Wassup Rockers (2005)

Regie: Larry Clark | 106 minuten | komedie, drama | Acteurs: Jonathan Velasquez, Francisco Pedrasa, Milton Velasquez, Usvaldo Panameno, Eddie Velasquez, Carlos Ramirez, Iris Zelaya

Larry Clark, de regisseur van onder andere ‘Kids’ en ‘Ken Park’, heeft duidelijk een voorkeur voor piepjonge tieners die een iets te volwassen leven leiden. De groep jongens uit ‘Wassup Rockers’ vond Clark toen hij voor een fotoshoot voor een Frans tijdschrift in het zuiden van Los Angeles op pad ging. Hij fotografeerde de jongens uitgebreid, en ze vertelden hem over hun leven in ‘South Central’. Op dat moment wist Clark dat hij hier meer mee wilde doen, en de verhalen die hij toen hoorde, verwerkte Clark uiteindelijk in de film. Hierdoor, en doordat de jongens allemaal hun eigen naam gebruiken, komt (vooral het eerste deel van) de film naturel over. De gebeurtenissen die later plaatsvinden, heeft Clark er wel zelf bijverzonnen.

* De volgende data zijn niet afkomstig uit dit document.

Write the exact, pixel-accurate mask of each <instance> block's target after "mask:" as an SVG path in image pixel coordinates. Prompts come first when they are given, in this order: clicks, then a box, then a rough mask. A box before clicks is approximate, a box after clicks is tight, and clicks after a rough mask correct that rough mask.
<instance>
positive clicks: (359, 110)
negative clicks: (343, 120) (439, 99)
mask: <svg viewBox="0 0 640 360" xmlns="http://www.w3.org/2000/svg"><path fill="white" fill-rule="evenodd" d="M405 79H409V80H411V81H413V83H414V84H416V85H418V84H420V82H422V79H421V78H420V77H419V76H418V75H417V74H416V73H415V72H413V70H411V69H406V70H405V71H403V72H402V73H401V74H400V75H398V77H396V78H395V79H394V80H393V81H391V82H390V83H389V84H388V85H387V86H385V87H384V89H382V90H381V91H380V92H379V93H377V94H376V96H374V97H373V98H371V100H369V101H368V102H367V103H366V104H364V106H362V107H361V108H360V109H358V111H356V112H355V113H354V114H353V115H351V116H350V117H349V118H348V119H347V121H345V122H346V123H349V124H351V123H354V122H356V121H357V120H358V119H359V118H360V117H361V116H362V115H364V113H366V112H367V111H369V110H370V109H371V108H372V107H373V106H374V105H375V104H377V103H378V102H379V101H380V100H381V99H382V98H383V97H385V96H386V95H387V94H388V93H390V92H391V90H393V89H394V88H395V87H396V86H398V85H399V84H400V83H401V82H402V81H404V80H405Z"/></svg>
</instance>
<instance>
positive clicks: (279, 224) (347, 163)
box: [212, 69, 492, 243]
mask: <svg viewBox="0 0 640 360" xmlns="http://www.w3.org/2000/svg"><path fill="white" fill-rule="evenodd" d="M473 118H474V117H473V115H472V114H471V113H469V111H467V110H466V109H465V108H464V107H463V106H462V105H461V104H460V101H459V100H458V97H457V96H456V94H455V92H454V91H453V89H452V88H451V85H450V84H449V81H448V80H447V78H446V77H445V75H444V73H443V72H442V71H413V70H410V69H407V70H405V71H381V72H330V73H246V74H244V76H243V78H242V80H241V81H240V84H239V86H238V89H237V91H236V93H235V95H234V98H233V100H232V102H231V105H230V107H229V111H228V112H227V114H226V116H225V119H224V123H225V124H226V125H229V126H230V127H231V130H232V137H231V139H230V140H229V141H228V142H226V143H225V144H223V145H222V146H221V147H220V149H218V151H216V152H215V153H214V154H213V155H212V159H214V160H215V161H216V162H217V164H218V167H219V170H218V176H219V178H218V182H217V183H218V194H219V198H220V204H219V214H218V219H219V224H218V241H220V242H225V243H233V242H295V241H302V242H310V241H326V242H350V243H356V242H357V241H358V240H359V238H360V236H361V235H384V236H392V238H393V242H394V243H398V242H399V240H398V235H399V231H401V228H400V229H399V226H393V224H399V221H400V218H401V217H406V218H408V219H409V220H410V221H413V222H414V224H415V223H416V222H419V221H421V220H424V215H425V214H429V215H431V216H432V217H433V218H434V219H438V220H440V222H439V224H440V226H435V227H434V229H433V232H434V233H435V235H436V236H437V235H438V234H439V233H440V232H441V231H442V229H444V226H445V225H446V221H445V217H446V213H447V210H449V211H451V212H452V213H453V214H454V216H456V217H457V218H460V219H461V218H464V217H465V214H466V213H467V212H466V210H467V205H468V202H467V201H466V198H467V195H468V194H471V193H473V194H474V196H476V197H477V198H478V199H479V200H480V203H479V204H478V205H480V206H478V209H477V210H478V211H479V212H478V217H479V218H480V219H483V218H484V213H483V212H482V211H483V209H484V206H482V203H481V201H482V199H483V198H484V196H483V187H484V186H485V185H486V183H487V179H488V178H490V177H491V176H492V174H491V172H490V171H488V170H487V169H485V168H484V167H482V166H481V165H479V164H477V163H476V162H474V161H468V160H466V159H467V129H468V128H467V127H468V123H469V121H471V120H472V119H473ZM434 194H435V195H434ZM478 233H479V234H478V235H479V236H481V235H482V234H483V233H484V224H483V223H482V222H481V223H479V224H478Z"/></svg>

De jongens zijn stuk voor stuk sympathiek en bijna aandoenlijk. Dat ze zwaar hun best moeten doen om de schijn op te houden van hun nonchalante gedrag en uiterlijk, is af en toe te zien, maar maakt het geheel alleen maar realistischer. Dat verveling voor veel jongeren een grote drijfveer is, wordt in deze film duidelijk gemaakt, waardoor je als kijker na verloop van tijd niet meer verwacht dat er nog iets gaat gebeuren. Het tempo van de gebeurtenissen die later in de film plaatsvinden ligt ook aanzienlijk hoger dan in het eerste (langere) deel van de film. Door de tempowisseling en de verrassende wending, is dit deel voor de kijker moeilijk te geloven en serieus te nemen. Hoewel er in feite verschrikkelijke dingen gebeuren, blijft de sfeer oppervlakkig en lacherig. Dit wordt versterkt door het gedrag van de jongens, dat lijkt te moeten tonen dat dit zomaar een dag als alle andere is.

Opvallend aan de film is dat er relatief weinig seks in voorkomt. Wel wordt er veel over gepraat (grootspraak) en lijkt het een aantal keer te gaan gebeuren, maar echt tot seksuele handelingen komt het niet. Dit is overigens geen gemis; een Larry Clark film kan ook best zonder. De scène waarin de jongens bij twee rijke meisjes in Beverly Hills thuis zijn, en dan vooral het gesprek tussen Kiko en een van de meisjes is qua dialoog een van de leukste en meest diepgaande momenten uit de film. Ook de aanvaring met de politieagent is erg komisch, hoewel ook de onrechtvaardigheid van de manier waarop de jongens wegens hun afkomst worden behandeld, er doorheen sluimert.

De bijrollen zijn een stuk minder naturel, maar daarom niet minder vermakelijk. Janice Dickinson (die we kennen als versleten actrice en bitchy jurylid bij ‘America’s next top model’) speelt een alcoholische actrice, die de schattige Kiko wel even een bad wil geven. Daarvóór waren de jongens al bij een Hollywoodacteur in de tuin beland, die sterk doet denken aan Clint Eastwood, wat wellicht slechts een pijnlijk geval van toeval is. Het gegeven is leuk, de jongens zijn leuk en anders, maar dit alles is niet erg origineel. Clark doet steeds weer veel dezelfde dingen; beter was misschien geweest om eens een echte documentaire te maken, en niet steeds te vervallen in een apocalyptische einde.